Department of Materials, Department of Bioengineering, and Institute of Biomedical Engineering, Imperial College London, London, SW7 2AZ, United Kingdom.
Department of Medical Biochemistry and Biophysics, Karolinska Institute, Stockholm, 17177, Sweden.
Angew Chem Int Ed Engl. 2024 Apr 2;63(14):e202314786. doi: 10.1002/anie.202314786. Epub 2024 Mar 4.

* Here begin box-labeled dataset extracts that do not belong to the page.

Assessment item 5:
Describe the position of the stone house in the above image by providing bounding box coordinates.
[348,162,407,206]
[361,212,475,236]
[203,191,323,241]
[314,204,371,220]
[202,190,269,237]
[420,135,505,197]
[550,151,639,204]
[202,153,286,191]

Due to the variety of roles served by the cell membrane, its composition and structure are complex, making it difficult to study. Bioorthogonal reactions, such as the strain promoted azide-alkyne cycloaddition (SPAAC), are powerful tools for exploring the function of biomolecules in their native environment but have been largely unexplored within the context of lipid bilayers. Here, we developed a new approach to study the SPAAC reaction in liposomal membranes using azide- and strained alkyne-functionalized Förster resonance energy transfer (FRET) dye pairs. This study represents the first characterization of the SPAAC reaction between diffusing molecules inside liposomal membranes. Potential applications of this work include in situ bioorthogonal labeling of membrane proteins, improved understanding of membrane dynamics and fluidity, and the generation of new probes for biosensing assays.
由于细胞膜具有多种功能,其组成和结构较为复杂,因此难以对其进行研究。生物正交反应,如应变促进的叠氮化物-炔烃环加成(SPAAC)反应,是在天然环境中探索生物分子功能的有力工具,但在脂质双层中尚未得到广泛应用。在这里,我们开发了一种新方法,使用叠氮化物和应变炔基功能化的Förster 共振能量转移(FRET)染料对来研究脂质体膜中的 SPAAC 反应。本研究首次对脂质体膜内扩散分子之间的 SPAAC 反应进行了表征。这项工作的潜在应用包括对膜蛋白的原位生物正交标记、对膜动力学和流动性的更好理解,以及为生物传感测定生成新的探针。